Catalytic converters

I have Gibson headers on my 2007.

The darn things are a thorn in my side and are impossible to keep tight at the flange where the cat and header meet.

First it was the bolts backing out. Solved that with stage 8 bolts.

But now the flange bracket on the cat side has slowly bent so that no amount of torque will keep them from leaking.

I thought about trying a 2 piece replacement flange but I know it will just be a temporary fix.

I could go back to stock headers but A: I dumped too much money into these already and B: I don't want to go back to cracking headers.

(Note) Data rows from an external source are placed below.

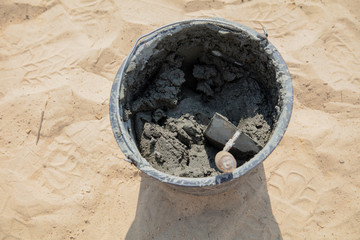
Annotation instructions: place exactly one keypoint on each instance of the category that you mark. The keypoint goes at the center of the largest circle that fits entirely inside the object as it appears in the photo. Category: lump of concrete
(164, 93)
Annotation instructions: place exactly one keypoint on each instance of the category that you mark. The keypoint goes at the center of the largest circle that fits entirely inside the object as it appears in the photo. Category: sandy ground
(61, 57)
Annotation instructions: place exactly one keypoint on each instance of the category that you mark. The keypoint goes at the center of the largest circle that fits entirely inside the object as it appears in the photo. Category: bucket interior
(177, 80)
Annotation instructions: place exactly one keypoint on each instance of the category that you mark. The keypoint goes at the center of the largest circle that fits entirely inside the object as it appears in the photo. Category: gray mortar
(187, 77)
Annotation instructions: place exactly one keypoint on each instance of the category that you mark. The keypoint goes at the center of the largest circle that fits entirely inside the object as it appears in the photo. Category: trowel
(221, 132)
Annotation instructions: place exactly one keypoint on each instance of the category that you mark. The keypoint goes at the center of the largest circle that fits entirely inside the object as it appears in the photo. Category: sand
(74, 184)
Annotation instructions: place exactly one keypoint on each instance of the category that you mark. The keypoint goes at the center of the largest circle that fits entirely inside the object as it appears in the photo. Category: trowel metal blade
(220, 130)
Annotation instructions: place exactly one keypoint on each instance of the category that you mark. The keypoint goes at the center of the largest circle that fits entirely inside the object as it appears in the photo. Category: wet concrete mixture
(188, 77)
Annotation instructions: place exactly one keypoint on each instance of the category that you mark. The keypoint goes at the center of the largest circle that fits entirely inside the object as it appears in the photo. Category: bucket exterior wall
(122, 127)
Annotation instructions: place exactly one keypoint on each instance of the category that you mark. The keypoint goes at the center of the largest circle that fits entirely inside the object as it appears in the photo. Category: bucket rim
(128, 146)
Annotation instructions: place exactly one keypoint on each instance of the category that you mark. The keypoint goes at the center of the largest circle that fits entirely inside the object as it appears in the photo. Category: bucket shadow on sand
(241, 213)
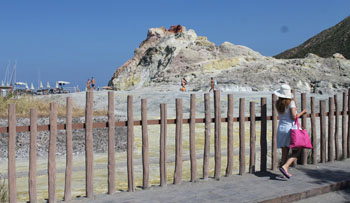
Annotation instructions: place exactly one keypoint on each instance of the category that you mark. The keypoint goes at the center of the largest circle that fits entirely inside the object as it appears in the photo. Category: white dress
(285, 125)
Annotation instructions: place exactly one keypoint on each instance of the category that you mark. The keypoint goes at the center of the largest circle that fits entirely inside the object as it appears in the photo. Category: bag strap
(297, 121)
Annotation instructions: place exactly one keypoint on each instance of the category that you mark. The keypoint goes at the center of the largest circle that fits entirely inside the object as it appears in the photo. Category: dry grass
(24, 104)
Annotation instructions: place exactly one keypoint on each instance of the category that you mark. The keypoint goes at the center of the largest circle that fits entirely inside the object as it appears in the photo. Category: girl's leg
(285, 151)
(293, 157)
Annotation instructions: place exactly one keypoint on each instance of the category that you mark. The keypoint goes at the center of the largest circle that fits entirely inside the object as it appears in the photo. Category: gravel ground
(100, 138)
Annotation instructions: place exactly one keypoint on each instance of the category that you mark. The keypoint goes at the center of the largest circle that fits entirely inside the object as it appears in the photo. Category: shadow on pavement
(324, 176)
(272, 176)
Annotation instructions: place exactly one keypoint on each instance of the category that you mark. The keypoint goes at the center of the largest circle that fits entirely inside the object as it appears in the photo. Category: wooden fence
(333, 140)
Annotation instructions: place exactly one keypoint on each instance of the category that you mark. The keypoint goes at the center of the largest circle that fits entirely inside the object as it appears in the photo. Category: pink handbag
(299, 138)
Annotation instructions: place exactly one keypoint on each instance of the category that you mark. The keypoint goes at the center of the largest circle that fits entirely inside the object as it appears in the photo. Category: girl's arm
(294, 113)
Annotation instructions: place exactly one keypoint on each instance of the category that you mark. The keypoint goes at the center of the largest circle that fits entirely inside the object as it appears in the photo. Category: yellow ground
(100, 175)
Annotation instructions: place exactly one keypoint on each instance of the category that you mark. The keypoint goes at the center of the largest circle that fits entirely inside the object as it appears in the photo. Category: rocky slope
(168, 55)
(333, 40)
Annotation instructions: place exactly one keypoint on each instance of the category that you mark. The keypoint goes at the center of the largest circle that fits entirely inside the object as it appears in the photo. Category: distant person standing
(212, 84)
(88, 85)
(93, 83)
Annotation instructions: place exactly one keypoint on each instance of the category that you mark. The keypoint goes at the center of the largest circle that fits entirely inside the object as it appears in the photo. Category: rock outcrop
(168, 55)
(333, 40)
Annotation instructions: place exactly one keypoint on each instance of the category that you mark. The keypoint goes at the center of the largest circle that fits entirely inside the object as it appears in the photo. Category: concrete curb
(309, 193)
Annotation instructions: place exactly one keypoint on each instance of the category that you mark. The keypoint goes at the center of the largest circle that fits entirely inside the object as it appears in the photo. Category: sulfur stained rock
(166, 56)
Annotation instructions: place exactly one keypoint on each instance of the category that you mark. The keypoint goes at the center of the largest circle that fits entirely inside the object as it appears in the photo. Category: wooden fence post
(263, 137)
(52, 152)
(12, 153)
(336, 131)
(217, 140)
(229, 135)
(111, 144)
(89, 153)
(130, 143)
(145, 147)
(241, 137)
(323, 131)
(192, 138)
(344, 136)
(178, 142)
(330, 129)
(69, 151)
(304, 154)
(252, 138)
(32, 155)
(163, 133)
(207, 136)
(274, 134)
(313, 130)
(348, 115)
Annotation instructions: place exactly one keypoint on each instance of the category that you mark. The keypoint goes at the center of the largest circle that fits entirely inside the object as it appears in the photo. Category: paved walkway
(307, 181)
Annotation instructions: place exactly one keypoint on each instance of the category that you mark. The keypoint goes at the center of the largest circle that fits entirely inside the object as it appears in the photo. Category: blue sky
(75, 40)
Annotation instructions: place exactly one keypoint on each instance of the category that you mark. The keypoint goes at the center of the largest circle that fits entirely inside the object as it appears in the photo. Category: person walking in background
(93, 83)
(287, 112)
(183, 84)
(87, 85)
(212, 84)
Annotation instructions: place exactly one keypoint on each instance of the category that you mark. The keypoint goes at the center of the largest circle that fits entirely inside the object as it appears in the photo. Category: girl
(287, 112)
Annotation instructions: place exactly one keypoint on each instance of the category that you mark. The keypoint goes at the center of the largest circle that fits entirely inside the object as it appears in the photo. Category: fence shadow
(327, 176)
(272, 176)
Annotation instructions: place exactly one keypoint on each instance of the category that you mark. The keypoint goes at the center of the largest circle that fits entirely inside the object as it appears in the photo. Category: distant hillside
(333, 40)
(167, 55)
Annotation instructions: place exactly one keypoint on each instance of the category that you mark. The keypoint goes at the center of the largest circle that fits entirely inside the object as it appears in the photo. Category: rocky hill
(168, 55)
(333, 40)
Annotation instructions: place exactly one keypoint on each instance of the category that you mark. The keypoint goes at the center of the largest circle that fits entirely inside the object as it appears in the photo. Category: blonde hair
(282, 104)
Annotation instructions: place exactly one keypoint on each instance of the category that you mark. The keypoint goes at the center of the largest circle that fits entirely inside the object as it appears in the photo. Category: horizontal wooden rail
(76, 126)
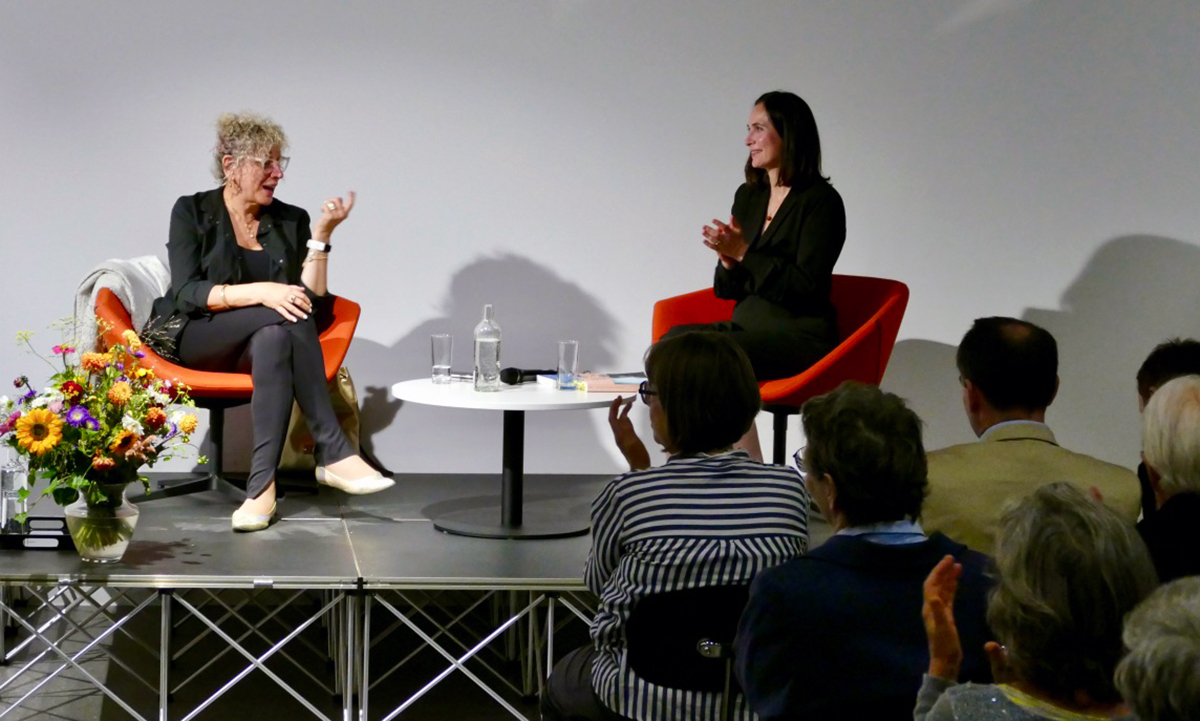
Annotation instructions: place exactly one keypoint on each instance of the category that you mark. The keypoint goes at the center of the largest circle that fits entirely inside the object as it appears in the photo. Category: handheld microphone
(517, 376)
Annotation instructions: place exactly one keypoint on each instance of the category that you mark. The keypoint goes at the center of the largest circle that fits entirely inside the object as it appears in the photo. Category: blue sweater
(838, 634)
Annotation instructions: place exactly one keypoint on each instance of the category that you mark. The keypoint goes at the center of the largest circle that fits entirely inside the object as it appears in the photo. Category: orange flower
(39, 431)
(120, 394)
(187, 426)
(155, 418)
(123, 443)
(95, 362)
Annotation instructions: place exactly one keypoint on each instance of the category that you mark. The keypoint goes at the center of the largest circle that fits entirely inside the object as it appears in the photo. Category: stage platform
(294, 604)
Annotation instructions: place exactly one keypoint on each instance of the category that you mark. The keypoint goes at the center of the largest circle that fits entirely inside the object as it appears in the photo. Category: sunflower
(123, 443)
(39, 431)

Which brings me to aftermarket converters. I see "performance" cats available for a lot cheaper than OEM replacements.

My question is: Will there be enough back pressure for the 3.8?

The metal seems to be higher quality and I'm hoping will be able to withstand more heat.

I'm also open to other suggestions to get these things to stay tight. It's really annoying to have my jeep farting from the front and mor annoying is the power loss.
 

toxicwaste29

New member
Could you possibly take it to a muffler shop and have them welded. Granted though you couldn't easily remove that section of exhaust anymore.
 

toxicwaste29

New member
If you welded it could you still unbolt the headers from the head then unbolt it further down the exhaust and just slide out the whole assembly. After that cut off the old cat and reweld new ones on. Also shouldn't cats be replaced every 100k miles
 

jeeeep

Hooked
If you welded it could you still unbolt the headers from the head then unbolt it further down the exhaust and just slide out the whole assembly. After that cut off the old cat and reweld new ones on. Also shouldn't cats be replaced every 100k miles
100k miles guess i better get in the mindset if i get any codes. I'm at 112k miles
the stock unit is expensive!
 

jeeeep

Hooked
I'm at the same mileage. Still not quite sure what to do. There's actually more aftermarket options than I thought there would be.

since you're running aftermarket headers I would go with an aftermarket cat may as well try to get the most performance you can
 

taher2.1

Member
You wont pass smog with aftermarket Catalytic converter in CA. Check before you buy

I had the same issue in 2013 and I ended up buying OEM
 

Tigrcky

New member
Just a heads up the cats are designed to last the life of the motor, provided that you don't run really rich all the time and burn oil. And there is really no such thing as a performance cat. I would see about rebending the bent flange.
 
You wont pass smog with aftermarket Catalytic converter in CA. Check before you buy

I had the same issue in 2013 and I ended up buying OEM

There are a handful of CARB compliant aftermarket CATs.


Honestly I'm not worried about it CARB or not. The way I understand it is that the main difference is that if the company paid the state for the cert. According to Magna Flow the CARB ($800) and Non-CARB CAT ($483) is exactly the same, but one has a fancy sticker you put on the car. Plus my old ZJ didn't have a cat and passed evert time.

I can't bend the flange back because it's just going to bend again especially since it's already weak.


I'm still wondering about the back pressure.

Does anyone know if a "free flowing" exhaust consisting of short headers (yes I know that long headers are better), performance cat and a magna flow muffler would be a positive gain?

I'm having a hard time finding information about back pressure with google.